What does distinguish the Israeli-Palestinian mix of history and geography is its sharp contrast, against the Middle East regional backdrop, with the rest of the Israel-Arab conflict. Israel and Egypt and Israel and Jordan could sign peace treaties that resolved the geographic aspects of their dispute–swapping land occupied by Israel in return for peace. Those treaties do not seek to resolve the historical/narrative aspects of the Arab-Israel dispute: Egypt and Jordan did not insist that Israel acknowledge guilt for creating the Palestinian refugee issue, or declare itself a foreign entity implanted in the region by western imperialism, and Israel did not insist that its Arab peace partners recognize the right of the Jewish people to live a sovereign life in its historic homeland. The peace may be a cold peace, and many Egyptians and Jordanians may find it impossible to accept Israel’s narrative. But the conflict between Egypt and Jordan and Israel has effectively ended, ju! st as it could end along fairly similar lines with Lebanon and Syria.

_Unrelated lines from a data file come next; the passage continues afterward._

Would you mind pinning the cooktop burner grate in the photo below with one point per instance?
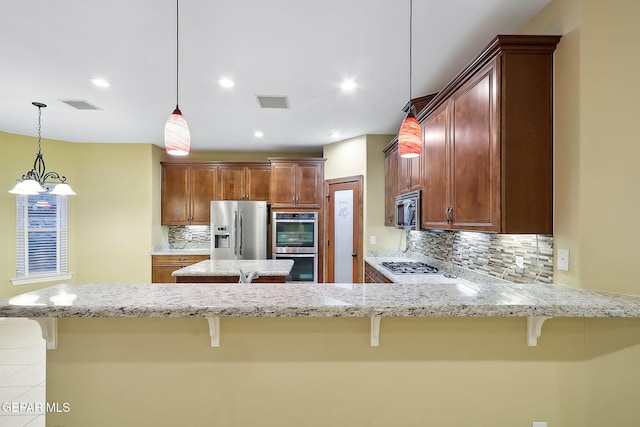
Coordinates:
(409, 267)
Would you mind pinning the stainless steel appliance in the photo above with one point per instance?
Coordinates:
(408, 210)
(295, 236)
(409, 267)
(239, 229)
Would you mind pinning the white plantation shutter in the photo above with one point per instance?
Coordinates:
(41, 235)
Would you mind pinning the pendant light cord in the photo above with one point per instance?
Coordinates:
(177, 49)
(39, 128)
(410, 51)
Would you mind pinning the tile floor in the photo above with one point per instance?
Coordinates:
(22, 372)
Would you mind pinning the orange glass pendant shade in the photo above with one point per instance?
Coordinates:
(410, 137)
(177, 140)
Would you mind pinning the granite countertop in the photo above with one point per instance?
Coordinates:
(264, 267)
(413, 278)
(318, 300)
(184, 250)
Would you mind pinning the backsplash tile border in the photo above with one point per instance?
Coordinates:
(488, 253)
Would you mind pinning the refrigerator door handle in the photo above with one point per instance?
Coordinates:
(241, 217)
(235, 233)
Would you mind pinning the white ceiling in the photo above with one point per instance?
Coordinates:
(297, 48)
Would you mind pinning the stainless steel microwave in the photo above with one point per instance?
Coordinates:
(408, 210)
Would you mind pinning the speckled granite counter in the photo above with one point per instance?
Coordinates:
(219, 267)
(165, 250)
(313, 300)
(227, 271)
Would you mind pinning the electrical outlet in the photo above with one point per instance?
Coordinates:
(563, 259)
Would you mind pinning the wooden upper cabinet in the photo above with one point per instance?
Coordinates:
(390, 183)
(257, 179)
(488, 142)
(297, 182)
(187, 191)
(204, 180)
(435, 197)
(409, 176)
(475, 155)
(232, 185)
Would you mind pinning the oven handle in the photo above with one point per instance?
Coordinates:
(298, 255)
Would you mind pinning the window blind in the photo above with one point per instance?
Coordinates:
(41, 235)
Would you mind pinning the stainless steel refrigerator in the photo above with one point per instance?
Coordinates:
(239, 229)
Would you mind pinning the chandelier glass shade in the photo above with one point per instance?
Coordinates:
(410, 135)
(177, 140)
(33, 182)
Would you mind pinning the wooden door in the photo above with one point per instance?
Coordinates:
(282, 189)
(390, 186)
(232, 183)
(344, 246)
(435, 169)
(475, 155)
(176, 199)
(204, 185)
(257, 182)
(309, 177)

In other words, in Israel’s interaction with its Arab state neighbors, the conflict can be resolved, however tenuously, along primarily geographic lines, with historic issues relegated to secondary status. This is evidently not the case between Israel and Palestine, where geography also appears to be more easily resolved than history, yet geography and history cannot be disentangled.
At Camp David II and Taba (2000-2001), the parties came close to resolving their territorial issues, i.e., defining the outline of a future border between two states. Yet they barely began to come to grips with the narrative issues: the refugee/right of return question, and the Temple Mount/Haram al-Sharif dispute. Notably, attempts to treat the Temple Mount issue as a territorial question and divide up sovereignty there horizontally or vertically met with failure.
The refugee issue takes us back in history 57 years; the Temple Mount issue some 3,000 years. While the surrounding Arab states and the Muslim world evince an interest in the resolution of these questions, they no longer overwhelm Israel-Arab state relations. In contrast, it appears that for Israelis and Palestinians to make peace, they really will have to find a mutually acceptable formula for explaining and laying to rest the events of 1948 and for dealing with the Jewish and the Muslim claims to the Temple Mount. If this proves impossible–and I fear this is the case, at least for the present generation–they can still agree on a line of separation between their two states and settle for less than peace, i.e., for a geographical arrangement that falls short of an end to the historic conflict.
The Israeli mainstream, in opting for unilateral withdrawal, appears to have begun to internalize the bitter lessons of the abortive attempt to deal with the historical/narrative issues at Camp David II/Taba, and to recognize the necessity of dealing first, and separately, with the geographic/territorial aspects. Not so the Palestinian mainstream and its leadership, which continue to insist that a comprehensive solution is possible. Certainly not so Hamas, which threatens to snatch power away from Fateh and whose ideology insists that neither geography nor history can be resolved as long as Israel exists.
Finally there is PM Sharon, who recently has begun to cite the narrative formula–Arab recognition of the right of the Jewish people to live a sovereign life in its historic homeland, i.e., the "history" issue–as justification for his reticence to enter into peace processes. Sharon appears to ignore the broad readiness of the Arab world to set aside this issue and live at peace with Israel–perhaps a cold peace, but certainly better than a state of war–as evidenced in the peace agreements we already have and, more recently, in the Saudi/Arab League formula of March 2002. Nor has he even offered to discuss with the Palestinian leadership the idea of separating history from geography and resolving the land dispute now. Apparently this is because Sharon values geography over history: he covets the land, though not for reasons of "narrative" so much as due to pseudo-security concepts. One suspects that, unlike the mainstream he claims to represent, he has adopted disengagement! not because he wants to resolve the land dispute unilaterally, but rather because he sees this as a means of holding onto large segments of territory in the West Bank.
It will be up to the Israeli public, in the aftermath of disengagement from Gaza and the northern West Bank, to keep us on track toward resolution of the geographic dispute with the Palestinians. And it will be incumbent upon the Palestinian public to recognize the utility of solving the land dispute even if we cannot solve the narrative issues.